THE GUNS OF NAVARONE. 1961. 155´. Color.
Dirección: J. Lee Thompson; Guión: Carl Foreman, basado en la novela de Alistair MacLean; Dirección de fotografía: Oswald Morris; Montaje: Alan Osbiston; Música: Dimitri Tiomkin; Diseño de producción: Geoffrey Drake; Producción: Carl Foreman, para Highroad Productions-Columbia Pictures (EE.UU.)
Intérpretes: Gregory Peck (Capitán Mallory); David Niven (Cabo Miller); Anthony Quinn (Coronel Stavros); Sranley Baker (Brown); Anthony Quayle (Mayor Franklin); James Darren (Spyros Pappadimos); Irene Papas (Maria Pappadimos); Gia Scala (Anna); James Robertson Justice, Richard Harris, Bryan Forbes, Alan Cuthberson, Michael Trubshawe, Percy Herbert, George Mikell.
Sinopsis: Un grupo de soldados aliados recibe la misión de sabotear dos potentes cañones, situados en la isla griega de Navarone, para que los alemanes, que ocupan el país, no puedan obstaculizar con esas armas el rescate de unos dos mil soldados en situación límite.

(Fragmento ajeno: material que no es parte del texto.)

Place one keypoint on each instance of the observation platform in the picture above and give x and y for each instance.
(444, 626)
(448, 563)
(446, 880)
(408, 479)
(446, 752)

El mayor éxito crítico y comercial en la extensa e irregular carrera como director de J. Lee Thompson fue Los cañones de Navarone, epopeya bélica que se convirtió en un clásico del género casi desde el mismo momento de su estreno, y que hoy permanece como pieza seminal de esa corriente de películas, ambientadas en la Segunda Guerra Mundial, que recrean diversas misiones suicidas de las tropas aliadas que amargaron a los nazis su existencia posterior al Blitzkrieg. Este film de productor, urdido por un Carl Foreman que se encargó de la adaptación de la novela de Alistain MacLean, ganó el Óscar a los mejores efectos especiales, estuvo nominado a otras seis estatuillas y logró hacerse con el Globo de Oro a la mejor película dramática, superando a títulos como Esplendor en la hierba y Vencedores o vencidos.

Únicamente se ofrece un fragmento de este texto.